ECC (Elliptic Curve Cryptography): Achieves equivalent security to RSA with significantly smaller key sizes. More efficient on mobile and embedded devices. Increasingly the preferred choice.
Diffie-Hellman (DH): A key exchange protocol rather than an encryption algorithm. It allows two parties to establish a shared secret over an insecure channel without transmitting the secret itself. That shared secret then becomes the symmetric encryption key. ECDH (Elliptic Curve Diffie-Hellman) is the modern variant.
RSA vs Diffie-Hellman
The distinction is frequently tested and worth being precise about. RSA is a general-purpose asymmetric algorithm — it can encrypt data directly and create digital signatures. Diffie-Hellman is specifically for key exchange. Its only job is to allow two parties to agree on a shared secret that neither has to transmit in the clear. DH doesn't encrypt anything itself; it creates the secret that symmetric encryption then uses.
In practice, many protocols use DH (or ECDH) to establish session keys and then use those keys for symmetric encryption of actual traffic. RSA may be used alongside it to authenticate the parties.
Hashing
A one-way transformation that produces a fixed-size output (the hash or digest) from an input of any size. Two important properties: the same input always produces the same output, and any change to the input produces a completely different output.
Hashing addresses integrity. You hash data at the source, transmit the hash alongside the data, and hash it again at the destination. If the hashes match, the data arrived unchanged. This is often called a CRC (Cyclic Redundancy Check) in networking contexts, though that's technically a simpler form of error detection.

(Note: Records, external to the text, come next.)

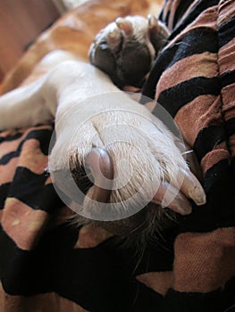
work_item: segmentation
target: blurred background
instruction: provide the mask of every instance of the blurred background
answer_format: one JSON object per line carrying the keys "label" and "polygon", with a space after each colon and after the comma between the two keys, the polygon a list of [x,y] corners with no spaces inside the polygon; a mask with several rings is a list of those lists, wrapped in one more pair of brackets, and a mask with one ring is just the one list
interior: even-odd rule
{"label": "blurred background", "polygon": [[88,0],[0,0],[0,83],[61,14]]}

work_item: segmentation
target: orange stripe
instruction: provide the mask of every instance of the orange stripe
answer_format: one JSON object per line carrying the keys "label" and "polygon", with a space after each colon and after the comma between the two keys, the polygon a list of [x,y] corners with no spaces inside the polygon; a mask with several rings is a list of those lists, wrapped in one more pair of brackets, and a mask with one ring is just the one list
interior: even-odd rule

In an adversarial setting, the hash also needs to be protected with something like an HMAC or digital signature, otherwise an attacker could modify both the data and the hash.

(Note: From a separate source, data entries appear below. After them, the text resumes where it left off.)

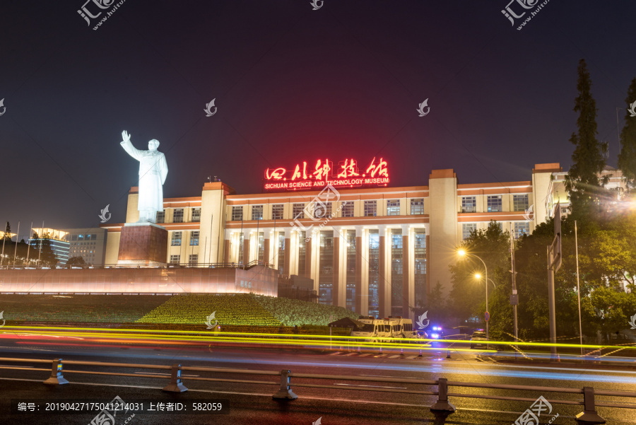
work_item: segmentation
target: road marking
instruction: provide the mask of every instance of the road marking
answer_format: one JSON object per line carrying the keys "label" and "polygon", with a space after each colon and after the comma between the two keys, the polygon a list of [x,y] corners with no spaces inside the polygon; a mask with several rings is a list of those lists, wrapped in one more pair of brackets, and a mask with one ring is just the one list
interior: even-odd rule
{"label": "road marking", "polygon": [[[135,373],[141,373],[142,375],[165,375],[166,376],[170,376],[170,373],[166,373],[165,372],[135,372]],[[183,378],[186,376],[199,376],[199,375],[182,375]]]}
{"label": "road marking", "polygon": [[348,387],[368,387],[370,388],[398,388],[399,390],[406,390],[406,387],[384,387],[382,385],[360,385],[358,384],[334,384],[336,385],[346,385]]}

Common algorithms: SHA-256, SHA-512, MD5 (now considered weak due to hash collisions — different inputs producing the same output).
Hash collisions matter: if a hashing algorithm can produce the same output for two different inputs, it's no longer reliable for integrity checking. A strong hashing algorithm should make collisions computationally infeasible.
Encoding, Encryption, and Hashing
Three related but distinct things that are frequently confused:
Encoding converts data from one format to another for compatibility. Base64 encoding, URL encoding, ASCII — these transform data so it can travel through systems that expect certain formats. Encoding is easily reversible and provides no security. It's not secret and not intended to be.
Encryption uses a secret key to transform data into an unreadable form. Only someone with the appropriate key can reverse it. Encryption provides confidentiality.
Hashing is a one-way transformation with a deterministic output. It cannot be reversed. It provides integrity, not confidentiality. Hashing the same input always yields the same hash, and any modification produces a different hash.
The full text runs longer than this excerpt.